Erin M. Bertram, “Shun Not My Arrows, & Behold My Breast”

Author: Poetry Editor

December 20, 2012

This week, a new poem by Erin M. Bertram.

SHUN NOT MY ARROWS, & BEHOLD MY BREAST

I.

Who will weep without shame at your death?

________Buttressed, lifted up—& into—suspended, as if the
________wind were never to pick up again. As if the arms
________were never to break.

What sorrow takes shape between breaths as you sleep?

________Think crossbeam, think joist—the muscle in that—a pair of corresponding
________parts, the pair coming together. That there’s a name for that.

When the tumult comes—& it’ll come—what will you do with your hands?

________Think, too, of the single tattoo crowning the weaker of her feet: two blue
________fish chasing one another, forever, as if time were an arrow bent back upon
________itself, or a ship cutting cleanly through water whose depth is
________immeasurable, or, more accurately, no longer, any more, the point.

Have you woken to sweat, & silence, smelling of devotion?

________They stay the course, those two, but why, & for what? Out of habit? Out of
________cruelty? Out of boredom? Out of love?

What would you do if your arms were no longer bound?

________I’d die a little. Salt lines contour the summer sheets, marking the borders
________of our newly flagged territory. She brings a finger to my lips, a poultice to
________balm my aching hands. What else can I say? I offer her my most insistent
________quiet. And the hawk, stunning, scans overhead.

What brings you, without fail, to your knees?

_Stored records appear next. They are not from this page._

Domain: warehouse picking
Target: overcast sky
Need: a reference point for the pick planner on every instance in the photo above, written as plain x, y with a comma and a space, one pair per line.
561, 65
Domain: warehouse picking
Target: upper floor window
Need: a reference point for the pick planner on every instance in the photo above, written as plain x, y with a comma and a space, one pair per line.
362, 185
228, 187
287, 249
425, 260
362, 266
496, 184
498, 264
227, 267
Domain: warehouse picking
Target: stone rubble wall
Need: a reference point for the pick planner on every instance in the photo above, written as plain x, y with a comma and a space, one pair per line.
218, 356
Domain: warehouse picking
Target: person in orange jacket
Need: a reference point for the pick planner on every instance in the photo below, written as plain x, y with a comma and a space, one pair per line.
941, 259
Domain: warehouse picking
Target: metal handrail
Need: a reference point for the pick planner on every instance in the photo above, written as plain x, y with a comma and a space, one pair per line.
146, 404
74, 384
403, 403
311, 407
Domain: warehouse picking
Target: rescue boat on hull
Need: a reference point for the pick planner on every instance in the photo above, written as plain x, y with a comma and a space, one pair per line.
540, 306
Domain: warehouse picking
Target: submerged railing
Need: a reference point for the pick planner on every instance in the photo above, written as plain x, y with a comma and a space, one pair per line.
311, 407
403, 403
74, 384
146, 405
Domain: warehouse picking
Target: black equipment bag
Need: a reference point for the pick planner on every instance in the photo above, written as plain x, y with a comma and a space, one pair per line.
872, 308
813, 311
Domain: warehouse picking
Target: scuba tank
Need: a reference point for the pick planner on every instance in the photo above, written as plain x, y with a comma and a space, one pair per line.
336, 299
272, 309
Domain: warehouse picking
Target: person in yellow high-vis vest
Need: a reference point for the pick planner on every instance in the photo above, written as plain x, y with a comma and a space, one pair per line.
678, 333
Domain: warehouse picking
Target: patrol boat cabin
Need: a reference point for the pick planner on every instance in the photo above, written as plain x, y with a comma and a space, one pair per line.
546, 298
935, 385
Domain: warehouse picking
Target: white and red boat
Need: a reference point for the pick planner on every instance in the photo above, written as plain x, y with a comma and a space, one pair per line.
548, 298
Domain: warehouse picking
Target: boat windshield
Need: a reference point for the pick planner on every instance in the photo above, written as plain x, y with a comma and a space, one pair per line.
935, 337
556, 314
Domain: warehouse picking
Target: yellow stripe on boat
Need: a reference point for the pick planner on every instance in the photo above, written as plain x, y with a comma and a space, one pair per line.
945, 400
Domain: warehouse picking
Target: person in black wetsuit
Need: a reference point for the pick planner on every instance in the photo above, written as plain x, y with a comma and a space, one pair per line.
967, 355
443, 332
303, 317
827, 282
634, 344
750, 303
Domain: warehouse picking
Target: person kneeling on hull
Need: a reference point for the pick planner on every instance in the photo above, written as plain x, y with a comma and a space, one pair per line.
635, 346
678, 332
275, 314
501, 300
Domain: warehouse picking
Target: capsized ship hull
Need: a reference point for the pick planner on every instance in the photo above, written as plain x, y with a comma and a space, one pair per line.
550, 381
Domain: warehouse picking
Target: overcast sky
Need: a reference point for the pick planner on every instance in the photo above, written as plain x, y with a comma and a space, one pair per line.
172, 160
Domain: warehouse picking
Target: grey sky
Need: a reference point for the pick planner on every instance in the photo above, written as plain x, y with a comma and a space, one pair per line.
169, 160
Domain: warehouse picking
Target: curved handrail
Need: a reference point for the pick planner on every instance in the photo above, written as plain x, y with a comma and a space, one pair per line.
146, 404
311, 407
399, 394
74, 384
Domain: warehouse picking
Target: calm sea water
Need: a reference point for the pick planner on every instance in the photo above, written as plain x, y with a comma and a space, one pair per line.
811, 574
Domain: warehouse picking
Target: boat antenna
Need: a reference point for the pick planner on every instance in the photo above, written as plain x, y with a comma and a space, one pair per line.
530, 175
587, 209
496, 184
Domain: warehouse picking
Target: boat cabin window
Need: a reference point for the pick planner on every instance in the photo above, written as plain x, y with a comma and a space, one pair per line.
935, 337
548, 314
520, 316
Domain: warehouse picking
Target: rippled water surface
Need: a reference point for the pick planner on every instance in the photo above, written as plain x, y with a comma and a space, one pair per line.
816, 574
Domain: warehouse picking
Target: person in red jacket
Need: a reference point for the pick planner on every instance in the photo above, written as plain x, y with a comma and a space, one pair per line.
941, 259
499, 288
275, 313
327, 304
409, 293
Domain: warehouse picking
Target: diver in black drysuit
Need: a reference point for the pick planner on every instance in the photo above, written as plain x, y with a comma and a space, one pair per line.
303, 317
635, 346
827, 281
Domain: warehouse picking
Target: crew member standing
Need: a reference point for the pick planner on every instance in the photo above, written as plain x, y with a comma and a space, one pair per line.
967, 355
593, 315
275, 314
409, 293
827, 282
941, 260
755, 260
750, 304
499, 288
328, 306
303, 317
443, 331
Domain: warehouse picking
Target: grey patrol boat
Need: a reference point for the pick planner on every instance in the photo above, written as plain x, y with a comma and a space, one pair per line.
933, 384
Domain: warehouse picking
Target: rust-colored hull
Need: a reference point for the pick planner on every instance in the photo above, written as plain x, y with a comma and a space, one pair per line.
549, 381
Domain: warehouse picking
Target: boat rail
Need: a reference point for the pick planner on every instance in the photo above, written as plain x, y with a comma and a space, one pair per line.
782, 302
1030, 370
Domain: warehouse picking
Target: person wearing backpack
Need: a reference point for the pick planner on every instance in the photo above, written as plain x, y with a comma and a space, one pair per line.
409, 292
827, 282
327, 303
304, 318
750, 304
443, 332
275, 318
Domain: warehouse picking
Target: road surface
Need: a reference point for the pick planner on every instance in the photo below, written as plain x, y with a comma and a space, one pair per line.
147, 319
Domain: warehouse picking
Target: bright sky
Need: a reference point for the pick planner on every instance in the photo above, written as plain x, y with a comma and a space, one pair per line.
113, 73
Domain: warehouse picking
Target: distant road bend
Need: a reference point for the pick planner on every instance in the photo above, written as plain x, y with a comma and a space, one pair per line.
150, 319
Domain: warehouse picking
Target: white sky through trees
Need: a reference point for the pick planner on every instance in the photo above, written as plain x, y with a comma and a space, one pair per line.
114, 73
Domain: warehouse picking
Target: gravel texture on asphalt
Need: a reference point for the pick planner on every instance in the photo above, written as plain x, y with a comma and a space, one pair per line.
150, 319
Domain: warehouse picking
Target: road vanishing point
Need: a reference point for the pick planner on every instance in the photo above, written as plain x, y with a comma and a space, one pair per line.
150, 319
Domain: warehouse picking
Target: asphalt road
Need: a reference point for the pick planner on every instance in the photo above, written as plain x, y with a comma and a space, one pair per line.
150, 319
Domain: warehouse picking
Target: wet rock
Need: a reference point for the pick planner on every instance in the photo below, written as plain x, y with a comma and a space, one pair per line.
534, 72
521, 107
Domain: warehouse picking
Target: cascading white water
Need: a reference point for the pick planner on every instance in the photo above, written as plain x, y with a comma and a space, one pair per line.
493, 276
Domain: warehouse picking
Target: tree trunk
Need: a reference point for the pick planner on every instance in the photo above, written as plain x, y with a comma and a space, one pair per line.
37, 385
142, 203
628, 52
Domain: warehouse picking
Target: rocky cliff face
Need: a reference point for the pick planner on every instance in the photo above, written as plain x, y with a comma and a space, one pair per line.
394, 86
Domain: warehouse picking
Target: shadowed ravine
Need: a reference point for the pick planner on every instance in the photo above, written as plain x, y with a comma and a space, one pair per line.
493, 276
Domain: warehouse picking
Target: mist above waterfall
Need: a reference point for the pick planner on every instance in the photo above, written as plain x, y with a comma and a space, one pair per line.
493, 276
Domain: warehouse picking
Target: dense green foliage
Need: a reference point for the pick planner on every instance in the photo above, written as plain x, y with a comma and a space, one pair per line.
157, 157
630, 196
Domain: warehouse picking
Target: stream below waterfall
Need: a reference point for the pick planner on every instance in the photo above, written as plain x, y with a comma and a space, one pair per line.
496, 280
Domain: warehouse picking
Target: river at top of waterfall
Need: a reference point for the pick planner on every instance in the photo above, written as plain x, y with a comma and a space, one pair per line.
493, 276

________She hums something inaudible—breathes it almost—something necessary
________as water. Incidental as bones mending beneath the skin.

* * *

II.

Place it like this, she said, here, & here. Yes, like that like that, & I’m a fledgling circling a canyon of colorstone—hollow-boned, tough in the beak, many flights in my feral wings—the wind’s cool muscling my cheeks. Is movement given purpose enough to make of a no-man’s-land an open field? The smallest gesture, the small of the back, the weight shifted from one leg to the other, a whisper breathed strongarm into the ready ear? Tallgrass, tallgrass. The shape it takes depends on everything.

* * *

III.

Let’s cut our losses & move camp, pitch a tent downriver, tramp through the firelight
_____like initiates, & call each other Big Fancy.
Let’s climb the roof & pin our names to the wide back of the sky.
Let’s hip & hip.
Let’s hooray.
Let’s consider all the times we could have broken hearts & did, all the Friday nights
_____we spent alone in our pajamas, eating take-out & wishing we were beautiful.
Let’s spool our indecision around the memory of last night’s winnings.
Let’s unwind each other by any means necessary.
Let’s thank you thank you for the mighty spindrift, the hallowed grass stain, the ever-
_____radiant déjà-vu.
Let’s windfall.
Let’s birthday cake.
Let’s handshake & call it a day.
Let’s oscillate wildly when the nightlight in the hall goes shy of batteries.
Let’s chaparral & karoo, & urinate beneath only the tallest trees.
Let’s press our fears into diamonds, blood dried on our forepaws, a little charcoal
_____dusting our blushing cheeks.

* * *

IV.

Dear Sanctum—

_____When I dip my finger in honey & bring it, shiny,
To my lips, the cardboard sour of the hive is close,
Its birch sheaves akin to skin the way, on my forearm,
A firebird is caught & held, midflight, in ink, between
Layers thin as tissue paper. The body is least delicate
Further away from the long, dark corridors of the heart.
Stay your eager hand,
________________I want to say to you. Just stay.
All night, the blue-startle flash of lightning livens the sky
As I sip from a mug, watching the steam rise & fall & rise
And fall & rise. This morning, I’m aftertaste, lionheart,
Gathering wind, the warmth left in the bed when you lift
Your body, slowly, into the wide-open mouth of the day.
The possibility of escape is never not necessary.

_______________This is my body this is my body,

——

ERIN M. BETRAM is the author of nine chapbooks, including Inland Sea, which won the 2009 Robin Becker Chapbook Prize, and Memento Mori (forthcoming), and her work has appeared or is forthcoming in So to Speak, Bloom, Phoebe, Copper Nickel, Fourteen Hills, Handsome, and elsewhere. She teaches English and Women’s & Gender Studies, and tutors, at Augustana College, where she co-coordinates the campus Safe Zone program.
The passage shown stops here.